Republican Chris Lauzen coasted to an overwhelming victory with nearly 70 percent of the vote to retain the 25th State Senate seat he's held since 1992.

With 206 of 207 precincts counted, unofficial totals show Lauzen had garnered 69,815 votes compared to 30,734 votes for a Democrat Leslie Juby.

Lauzen, an Aurora accountant, said he is grateful for the privilege to serve his constituents again and thanked Juby for running an issues-based campaign.

"I recognize how much difficult work is ahead. I don't think there's a high hurdle to say the state government has to do what families have to do: to live within our means without new revenue," Lauzen said. "I think my volunteers and I have brought forward specific solutions to these very tough problems.

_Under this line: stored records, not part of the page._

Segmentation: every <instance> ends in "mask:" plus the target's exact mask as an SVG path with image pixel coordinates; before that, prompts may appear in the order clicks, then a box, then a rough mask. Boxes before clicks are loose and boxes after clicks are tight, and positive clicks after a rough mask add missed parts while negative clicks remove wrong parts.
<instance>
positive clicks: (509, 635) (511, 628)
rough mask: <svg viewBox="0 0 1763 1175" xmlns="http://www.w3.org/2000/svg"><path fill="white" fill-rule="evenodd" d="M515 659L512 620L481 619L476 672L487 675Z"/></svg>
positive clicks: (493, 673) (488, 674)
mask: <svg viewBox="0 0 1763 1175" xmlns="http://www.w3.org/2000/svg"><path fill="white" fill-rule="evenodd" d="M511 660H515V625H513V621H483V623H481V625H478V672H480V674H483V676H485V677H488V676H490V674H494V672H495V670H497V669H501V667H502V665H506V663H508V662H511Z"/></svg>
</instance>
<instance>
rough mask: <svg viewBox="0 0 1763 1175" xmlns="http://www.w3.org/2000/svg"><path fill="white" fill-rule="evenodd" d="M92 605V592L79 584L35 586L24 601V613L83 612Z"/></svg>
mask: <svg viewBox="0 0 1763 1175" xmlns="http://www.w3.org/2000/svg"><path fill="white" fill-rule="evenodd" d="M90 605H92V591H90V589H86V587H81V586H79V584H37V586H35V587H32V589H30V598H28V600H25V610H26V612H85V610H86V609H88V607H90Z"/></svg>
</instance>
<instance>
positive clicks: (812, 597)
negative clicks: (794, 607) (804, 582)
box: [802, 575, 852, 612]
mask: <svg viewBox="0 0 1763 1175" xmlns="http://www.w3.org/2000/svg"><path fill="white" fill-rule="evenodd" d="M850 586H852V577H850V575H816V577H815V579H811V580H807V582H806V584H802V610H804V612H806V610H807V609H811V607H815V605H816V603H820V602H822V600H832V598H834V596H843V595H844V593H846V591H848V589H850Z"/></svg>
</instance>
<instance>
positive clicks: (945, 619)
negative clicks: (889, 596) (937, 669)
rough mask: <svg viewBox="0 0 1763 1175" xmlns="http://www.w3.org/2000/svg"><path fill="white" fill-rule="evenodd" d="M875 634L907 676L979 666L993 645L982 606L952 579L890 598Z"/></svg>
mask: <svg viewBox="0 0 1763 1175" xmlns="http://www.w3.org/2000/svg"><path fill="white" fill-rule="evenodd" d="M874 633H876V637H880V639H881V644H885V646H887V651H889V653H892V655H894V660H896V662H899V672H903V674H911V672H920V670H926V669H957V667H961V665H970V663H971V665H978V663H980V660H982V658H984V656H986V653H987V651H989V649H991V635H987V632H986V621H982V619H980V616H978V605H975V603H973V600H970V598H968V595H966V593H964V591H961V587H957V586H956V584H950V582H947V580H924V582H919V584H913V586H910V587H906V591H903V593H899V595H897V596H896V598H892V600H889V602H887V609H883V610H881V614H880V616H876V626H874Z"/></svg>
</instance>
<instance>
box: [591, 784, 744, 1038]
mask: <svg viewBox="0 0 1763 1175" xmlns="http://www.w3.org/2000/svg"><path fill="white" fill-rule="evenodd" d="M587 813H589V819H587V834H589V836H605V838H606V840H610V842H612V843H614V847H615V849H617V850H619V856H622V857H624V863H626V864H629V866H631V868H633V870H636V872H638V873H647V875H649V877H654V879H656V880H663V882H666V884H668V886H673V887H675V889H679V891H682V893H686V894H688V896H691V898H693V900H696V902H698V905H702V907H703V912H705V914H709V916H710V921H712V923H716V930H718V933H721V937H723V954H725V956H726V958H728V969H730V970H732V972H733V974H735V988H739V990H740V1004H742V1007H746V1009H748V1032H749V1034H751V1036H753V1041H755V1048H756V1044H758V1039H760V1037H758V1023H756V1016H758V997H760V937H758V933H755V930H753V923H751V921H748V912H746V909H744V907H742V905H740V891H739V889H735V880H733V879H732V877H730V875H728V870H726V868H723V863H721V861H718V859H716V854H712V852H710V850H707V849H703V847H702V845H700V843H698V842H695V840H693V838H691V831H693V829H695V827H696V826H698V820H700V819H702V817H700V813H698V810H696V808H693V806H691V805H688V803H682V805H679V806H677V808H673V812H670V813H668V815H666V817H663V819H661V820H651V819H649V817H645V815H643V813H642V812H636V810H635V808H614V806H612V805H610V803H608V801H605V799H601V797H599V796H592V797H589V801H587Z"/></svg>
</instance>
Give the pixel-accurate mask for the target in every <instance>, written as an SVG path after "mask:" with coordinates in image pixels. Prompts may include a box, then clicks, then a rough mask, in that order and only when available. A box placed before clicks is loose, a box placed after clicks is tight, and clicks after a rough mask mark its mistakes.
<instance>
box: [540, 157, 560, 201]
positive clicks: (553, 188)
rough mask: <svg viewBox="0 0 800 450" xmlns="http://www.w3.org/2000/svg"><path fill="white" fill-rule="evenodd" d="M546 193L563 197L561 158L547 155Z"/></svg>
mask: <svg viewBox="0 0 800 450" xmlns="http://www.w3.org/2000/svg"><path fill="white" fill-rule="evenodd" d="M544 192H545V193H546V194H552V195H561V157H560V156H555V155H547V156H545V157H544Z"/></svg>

I've demonstrated the backbone to work on those solutions. It's not a partisan thing it's a problem solving thing."

The race between the two was remarkably civil compared to other contests in the House and Senate that relied on inflammatory mailers, personal attacks and innuendo.

Lauzen campaigned on his record of trying to control spending, reform pensions and being a lawmakers who voted for what was right not necessarily along party lines.

Juby said serving in Springfield was a natural extension of her community service. She would have brought fresh perspective instead of condemning or shutting out ideas just because they came from Republicans.

Going forward, Juby said, she will focus on her position on the Geneva school board.

"The people who came out to vote really felt strongly about their candidate," Juby said. "I don't know what we could have done different. We knocked on doors for 18 months."

Both candidates opposed a tax increase to solve the state's budget mess.

Juby said the best way to get the state back on track would be to get people back to work.

Lauzen said he would consider "tax modernization and reform" only if tightening restrictions on Medicaid eligibility, applying pension reforms to future earnings of current workers, cutting the state bureaucracy and creating more jobs failed to get the state in the black.